Se instalou na poltrona da sala
e quando lhe ofereci
o quarto de hóspedes para descansar
disse que tinha vindo para ficar...
Sem saber o que fazer lhe mostrei
onde era a cozinha e ele,
sem se importar com o que eu dizia,
abriu a garrafa de whisky e a bebeu
quase de um gole...
Na manhã seguinte,
depois de quase não dormir,
encontrei-o lendo o jornal
e comentando as notícias:
esse Obama é um bunda;
devia encher de porrada o Irã,
mandar matar o Baghdadi,
califa do Estado Islâmico,
derrubar o Maduro, mandar a Dilma
para a escuridão,
depois comer a Merkel
e mandar o mundo se foder...
Saí de casa e a casa não saiu de mim,
o ódio veio comigo e levei anos
para compreender que não estava
indo a lugar algum, a não ser
o bom e velho abismo que chama
os que não tem para onde ir...
Ressabiado por tudo o que passei,
abri a porta
e lá estava a desconfiança,
acesa, olhar febril,
pediu para entrar e eu,
que não sei dizer não,
deixei que entrasse e se instalasse...
Confortavelmente se pôs a discursar
sobre as coisas da minha vida
como se me conhecesse alongo tempo,
era como se conhecesse todos
os carrapatos de um cavalo,
lhe disse que ia sair e ela me disse
que eu não devia,
o mundo lá fora estava uma porcaria,
as pessoas eram horríveis,
era preciso perguntar sobre
as intenções de todo mundo,
como teríamos certeza sobre
os rumos da política econômica,
ninguém sabia o que estava fazendo,
o governo afundava
por ter pessoas sem confiança,
o país iria à bancarrota,
adeus segurança, adeus fronteiras
bem guardadas,
ninguém merecia um voto de confiança,
nem ela, nem eu...
Saí de casa o mais depressa que pude
e ela veio comigo,
me deu o braço e me apertava,
desconfiada do que eu iria fazer,
andamos pela cidade e quando
encontramos uma multidão
que protestava diante do palácio
do governo por melhores salários,
discretamente me afastei e sumi
sem que ela pudesse me achar...
Hoje, quando me lembro dela,
me ajeito com minha confiança
e me sinto tranquilo e seguro...
Certa noite, em que a eletricidade
havia sumido dos fios,
três batidas na porta me assustaram,
me deixaram apavorado,
pensei que fosse começar tudo de novo, hesitei antes de abrir,
mas a boa educação me fez abrir
o trinco e...não havia ninguém...
Olhei a rua, os lados da casa,
nada havia ali, apenas uma certa brisa
que me fez arrepiar como se um frio vindo do sul me tocasse...

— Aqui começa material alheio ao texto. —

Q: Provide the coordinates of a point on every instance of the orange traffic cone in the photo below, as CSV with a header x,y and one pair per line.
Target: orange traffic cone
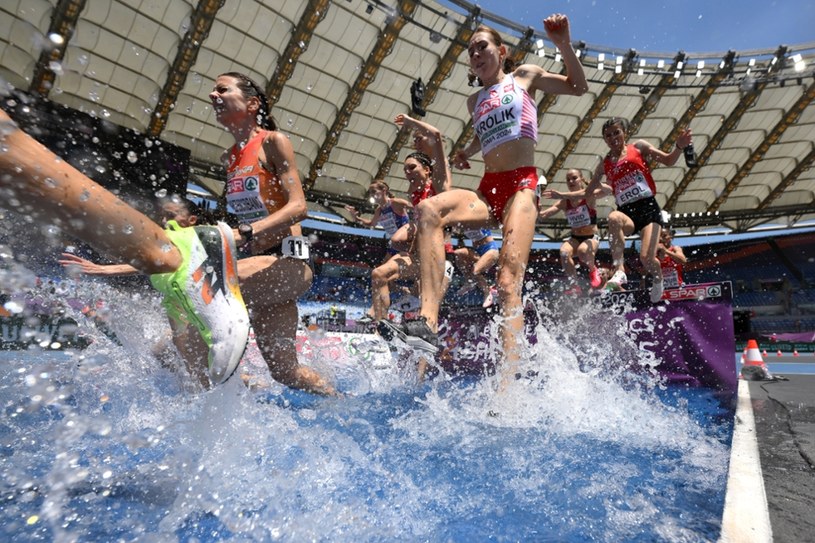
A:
x,y
754,368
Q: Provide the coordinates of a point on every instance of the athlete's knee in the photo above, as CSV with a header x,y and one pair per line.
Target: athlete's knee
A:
x,y
428,213
616,220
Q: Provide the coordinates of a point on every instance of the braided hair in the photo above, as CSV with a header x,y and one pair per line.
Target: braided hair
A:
x,y
509,64
249,88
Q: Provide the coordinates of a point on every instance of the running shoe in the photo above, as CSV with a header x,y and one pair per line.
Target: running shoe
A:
x,y
491,298
415,333
617,280
594,277
573,290
657,288
204,292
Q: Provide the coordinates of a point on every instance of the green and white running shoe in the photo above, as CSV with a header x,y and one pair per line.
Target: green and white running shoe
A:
x,y
204,292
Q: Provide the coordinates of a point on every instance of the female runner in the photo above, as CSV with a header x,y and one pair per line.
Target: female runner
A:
x,y
581,215
627,170
505,120
265,194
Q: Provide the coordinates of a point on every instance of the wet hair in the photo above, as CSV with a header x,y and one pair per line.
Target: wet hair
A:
x,y
582,178
191,207
422,159
249,89
509,64
615,120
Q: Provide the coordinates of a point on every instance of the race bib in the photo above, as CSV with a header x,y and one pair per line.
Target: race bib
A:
x,y
296,247
670,279
631,188
448,269
578,217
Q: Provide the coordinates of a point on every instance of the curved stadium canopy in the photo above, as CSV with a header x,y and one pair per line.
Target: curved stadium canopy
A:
x,y
338,71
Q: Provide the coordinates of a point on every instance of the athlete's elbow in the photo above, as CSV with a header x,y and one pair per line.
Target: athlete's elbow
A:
x,y
299,212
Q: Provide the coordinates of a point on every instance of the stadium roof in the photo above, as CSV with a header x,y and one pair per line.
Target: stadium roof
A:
x,y
339,71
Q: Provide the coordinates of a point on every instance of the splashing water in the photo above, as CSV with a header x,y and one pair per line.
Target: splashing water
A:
x,y
107,443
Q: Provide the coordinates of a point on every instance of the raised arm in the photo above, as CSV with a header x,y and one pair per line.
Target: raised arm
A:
x,y
574,82
649,152
428,140
74,263
675,252
462,156
370,223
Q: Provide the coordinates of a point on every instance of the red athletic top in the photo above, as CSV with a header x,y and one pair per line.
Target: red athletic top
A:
x,y
630,177
671,272
252,191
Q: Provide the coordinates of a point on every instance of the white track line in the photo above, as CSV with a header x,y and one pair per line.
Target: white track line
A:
x,y
746,518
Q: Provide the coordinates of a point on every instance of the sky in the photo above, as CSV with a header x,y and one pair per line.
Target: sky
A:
x,y
668,26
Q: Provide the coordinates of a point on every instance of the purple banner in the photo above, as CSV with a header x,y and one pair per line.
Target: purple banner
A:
x,y
690,333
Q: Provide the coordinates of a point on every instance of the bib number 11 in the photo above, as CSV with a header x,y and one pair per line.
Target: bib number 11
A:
x,y
296,247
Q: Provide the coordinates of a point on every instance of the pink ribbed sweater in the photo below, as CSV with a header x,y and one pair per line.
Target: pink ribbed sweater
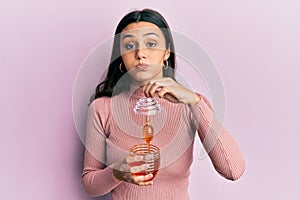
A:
x,y
113,127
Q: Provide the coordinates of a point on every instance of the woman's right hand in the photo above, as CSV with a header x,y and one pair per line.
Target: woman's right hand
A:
x,y
126,169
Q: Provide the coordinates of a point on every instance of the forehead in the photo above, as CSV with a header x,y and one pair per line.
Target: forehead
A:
x,y
140,28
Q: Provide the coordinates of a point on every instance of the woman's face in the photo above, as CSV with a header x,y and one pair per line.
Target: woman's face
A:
x,y
143,50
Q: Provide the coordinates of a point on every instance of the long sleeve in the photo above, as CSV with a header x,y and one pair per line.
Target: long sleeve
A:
x,y
218,143
97,178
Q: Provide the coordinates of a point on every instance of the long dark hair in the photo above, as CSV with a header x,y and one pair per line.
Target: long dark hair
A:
x,y
109,86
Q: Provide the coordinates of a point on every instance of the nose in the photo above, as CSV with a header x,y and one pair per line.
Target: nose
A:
x,y
140,54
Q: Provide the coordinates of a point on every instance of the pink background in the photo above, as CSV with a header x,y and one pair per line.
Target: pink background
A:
x,y
255,45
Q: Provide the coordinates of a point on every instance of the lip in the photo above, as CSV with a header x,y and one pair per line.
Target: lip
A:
x,y
142,66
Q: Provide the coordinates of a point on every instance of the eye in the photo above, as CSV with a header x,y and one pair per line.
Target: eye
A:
x,y
151,44
130,46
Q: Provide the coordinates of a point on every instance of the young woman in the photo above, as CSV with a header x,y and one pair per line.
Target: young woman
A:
x,y
143,64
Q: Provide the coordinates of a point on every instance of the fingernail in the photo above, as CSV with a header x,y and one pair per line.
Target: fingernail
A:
x,y
149,176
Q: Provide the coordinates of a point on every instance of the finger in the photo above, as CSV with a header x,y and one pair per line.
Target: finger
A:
x,y
153,89
141,179
139,168
147,88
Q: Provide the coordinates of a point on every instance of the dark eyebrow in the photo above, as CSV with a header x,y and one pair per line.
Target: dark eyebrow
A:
x,y
126,36
146,34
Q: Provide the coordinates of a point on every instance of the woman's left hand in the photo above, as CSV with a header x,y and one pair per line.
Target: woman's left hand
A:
x,y
171,90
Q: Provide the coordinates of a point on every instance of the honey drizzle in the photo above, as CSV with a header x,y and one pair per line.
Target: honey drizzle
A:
x,y
148,132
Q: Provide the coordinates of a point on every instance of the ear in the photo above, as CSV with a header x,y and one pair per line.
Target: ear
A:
x,y
167,53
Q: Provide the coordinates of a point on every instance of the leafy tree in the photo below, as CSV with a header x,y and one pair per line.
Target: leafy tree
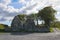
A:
x,y
48,15
22,18
34,17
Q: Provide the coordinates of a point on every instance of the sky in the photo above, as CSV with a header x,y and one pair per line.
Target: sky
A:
x,y
10,8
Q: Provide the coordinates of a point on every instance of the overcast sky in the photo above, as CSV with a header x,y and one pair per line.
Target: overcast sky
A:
x,y
11,8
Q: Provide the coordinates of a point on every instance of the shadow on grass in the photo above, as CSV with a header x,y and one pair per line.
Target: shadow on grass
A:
x,y
25,33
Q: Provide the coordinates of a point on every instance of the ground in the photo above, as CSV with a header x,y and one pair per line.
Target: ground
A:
x,y
31,36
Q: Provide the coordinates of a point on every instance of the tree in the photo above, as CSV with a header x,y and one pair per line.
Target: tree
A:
x,y
34,17
22,18
48,15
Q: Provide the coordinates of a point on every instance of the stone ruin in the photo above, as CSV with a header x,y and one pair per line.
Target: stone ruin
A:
x,y
27,25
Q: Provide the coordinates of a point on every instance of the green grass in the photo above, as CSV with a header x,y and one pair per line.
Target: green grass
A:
x,y
1,26
51,29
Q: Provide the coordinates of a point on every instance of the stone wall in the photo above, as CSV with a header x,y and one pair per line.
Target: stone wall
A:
x,y
28,25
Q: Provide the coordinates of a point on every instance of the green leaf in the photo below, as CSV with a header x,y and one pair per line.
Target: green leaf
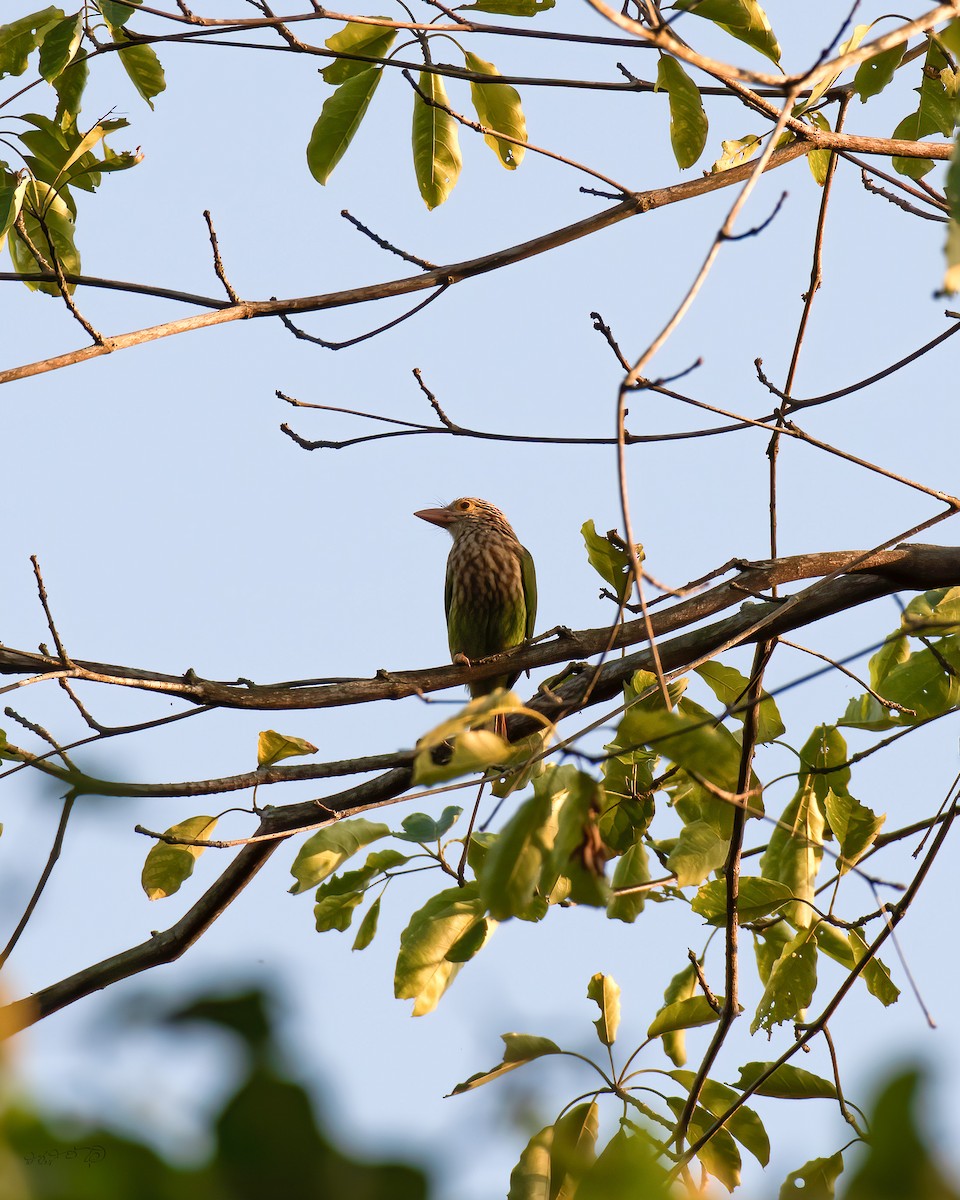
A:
x,y
574,1150
743,19
12,191
531,1179
328,849
510,7
699,850
684,1014
465,744
21,37
514,864
871,78
526,1047
498,108
745,1126
367,930
606,995
436,148
786,1083
335,911
60,43
519,1049
627,1167
819,161
142,66
719,1156
339,121
371,41
924,684
682,987
817,1179
633,869
419,827
70,85
855,827
609,557
424,972
757,898
42,204
688,121
735,153
271,747
167,867
730,688
827,82
791,984
876,976
117,13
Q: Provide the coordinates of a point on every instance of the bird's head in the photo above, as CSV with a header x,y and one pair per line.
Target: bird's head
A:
x,y
467,515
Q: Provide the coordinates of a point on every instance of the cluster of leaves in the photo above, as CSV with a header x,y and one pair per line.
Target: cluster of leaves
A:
x,y
552,852
357,72
37,209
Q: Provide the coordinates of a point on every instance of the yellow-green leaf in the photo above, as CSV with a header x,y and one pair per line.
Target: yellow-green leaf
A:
x,y
371,41
743,19
436,148
339,121
167,867
271,747
498,108
328,849
424,972
688,121
606,995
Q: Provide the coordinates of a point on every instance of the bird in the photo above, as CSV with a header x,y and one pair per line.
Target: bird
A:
x,y
490,595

A luz voltou, apanhei meu casaco,
saí para ir até o bar tomar um café;
Preferi um chocolate quente,
xícara das grandes, fumegante...
No bar quase vazio um cara tocava
seu violão de maneira tranquila,
cantava uma canção que falava
de garotas perdidas
que encontravam o amor em seu braços,
as cordas de aço uivavam como lobos
numa montanha,
o clima me apanhou,
resolvi ficar mais um pouco,
alguém entrou no bar, uma mulher
dos seus trinta e poucos anos,
peguntou ao dono onde ficava
tal endereço e ele, me olhando,
disse a ela, é aquele,
é ele quem mora nesse tal endereço,...
Ela veio em minha direção
olhando em meus olhos,
sentou-se sem pedir licença,
quando começou a falar
percebi que já conhecia aquela voz,
era familiar,
como se fosse eu a porta
tocou em mim três vezes,
disse-me suavemente que me procurava
há muito tempo,
quer finalmente havia me encontrado,
ainda bem, disse ela,
só então compreendi
o que estava acontecendo,
algo havia mudado repentinamente em mim,
foi como se rompessem todos os diques
que há em nós
quando murmurou que quem
a havia mandado até mim, doce voz,
num sussurro que quase me incendeia
de tanto calor,
era ele, o senhor de todas as coisas,
o amor...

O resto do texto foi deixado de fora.